ATHENS, Ga. — The roughest stretch of Greyson Lambert's debut last Saturday as Georgia's starting quarterback occurred early in the third quarter, when the transfer from Virginia had consecutive pass attempts batted down.
How does that happen to a 6-foot-5 quarterback?
"It's obviously my fault, but a lot of people forget that those guys on defense are 6-5, too," Lambert said this week. "When they get pretty close to you and put their long arms up, it's a little bit different. Just because I'm 6-5 doesn't mean I can throw it over the Hulk or somebody, but I do have to find a way to get the ball around those guys."
Those batted balls resulted in a punt for the Bulldogs, who had their 35-0 lead in the first half against Louisiana-Monroe trimmed to 35-14 at that point. The teams then endured an hour-long lightning delay before Georgia regrouped and polished off the Warhawks 51-14 in a game that was called because of more bad weather with 9:54 remaining.
Lambert finished 8-of-12 passing for 141 yards and two touchdowns, earning rave reviews from coach Mark Richt after the game and, more importantly, after video study.
"He played very solid," Richt said. "There was not a pass that was thrown that shouldn't have been thrown. He did have two balls batted down, which is part of football, and there were two scramble situations where Greyson threw the ball where only we could get it.
"I like it when every ball that's thrown has a purpose, and it's a good purpose. It's not one that could have been picked or put us in harm's way."
Georgia netted just 67 yards in the first quarter but took a 14-0 lead on short fields that were set up by a shanked Warhawks punt and an Aaron Davis 26-yard interception return to the ULM 15. The Bulldogs had 200 yards in the second quarter and wound up with 435 — with the potential of 500, given the trimming of nearly 10 minutes from a normal 60-minute game.
Nick Chubb rushed 16 times for 120 yards and two touchdowns, while backup tailbacks Sony Michel and Keith Marshall combined for 16 rushes, 114 yards and two scores.
"The offense, as a whole, had a great game," Lambert said. "The offensive line opened up holes and protected me. The receivers made plays when their numbers were called. We've got a lot of weapons, and our stable of running backs is amazing."

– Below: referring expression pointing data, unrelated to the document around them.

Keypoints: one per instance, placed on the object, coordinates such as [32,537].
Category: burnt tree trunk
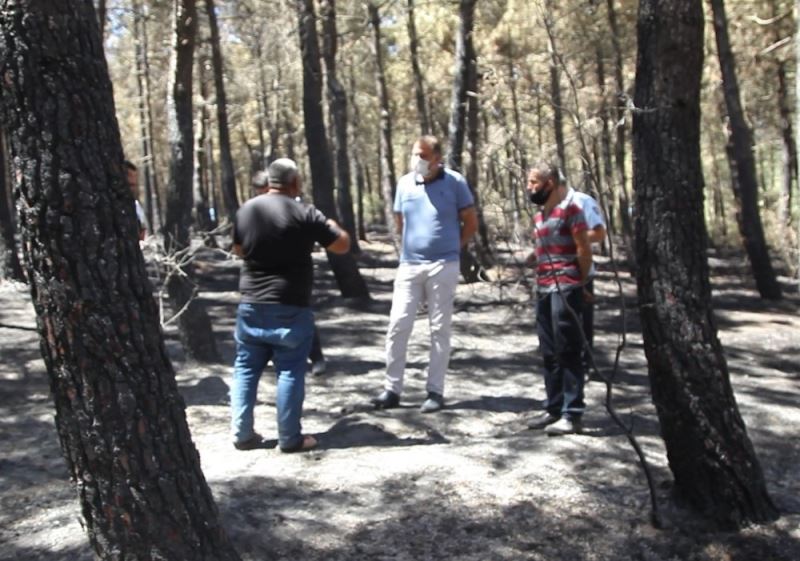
[464,59]
[194,324]
[788,147]
[10,267]
[348,278]
[709,452]
[388,178]
[228,175]
[120,418]
[152,198]
[416,72]
[201,194]
[743,167]
[620,128]
[555,85]
[464,76]
[337,103]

Lambert was not asked to do much in the opener, but that could change Saturday if the Bulldogs struggle to get going at Vanderbilt. New Georgia offensive coordinator Brian Schottenheimer called 38 running plays against ULM and 14 pass attempts, with backup quarterback Brice Ramsey going 2-for-2 for 51 yards and a score.
Schottenheimer's run-oriented agenda was just fine for Lambert, who started nine games for the Cavaliers last season but lost his starting spot in Charlottesville this spring.
"I've thrown it 38 times before," Lambert said, "but usually when you're throwing it that many times, it's for a lot of negative reasons. I'm totally fine with just winning the ballgame however we can."
In fact, it's almost as if Lambert has opened this season as a "game manager," a term that repulses some quarterbacks — but not all of them.
"As a quarterback, I feel like we're supposed to manage the game," Lambert said. "People do that in different ways. Sometimes we'll spread it out, and sometimes we'll ground and pound, and however we have to play to win is kind of our job."
There has been a lot for Lambert to digest these past few weeks, beginning with the competition against Ramsey and Faton Bauta, who have more experience within Georgia's system. Lambert used wristbands for play-calling during his years with Virginia. Now he looks over to play cards being used by Schottenheimer.
Learning a new offense in such a short time obviously required intelligence, which Lambert put on display this week when he noted that Vanderbilt pressures quarterbacks 15 percent more on first and second down since Commodores head coach Derek Mason added defensive play-calling to his duties.
In addition to playing, practicing and studying football, Lambert is taking three graduate courses in sports management. He said he can still, somewhat amazingly, frequent the town's eateries without being recognized.
"If they do, they don't come up and say anything," he said.
Lambert actually enjoys that anonymity, though he realizes the little peace and quiet he has could be quite temporary.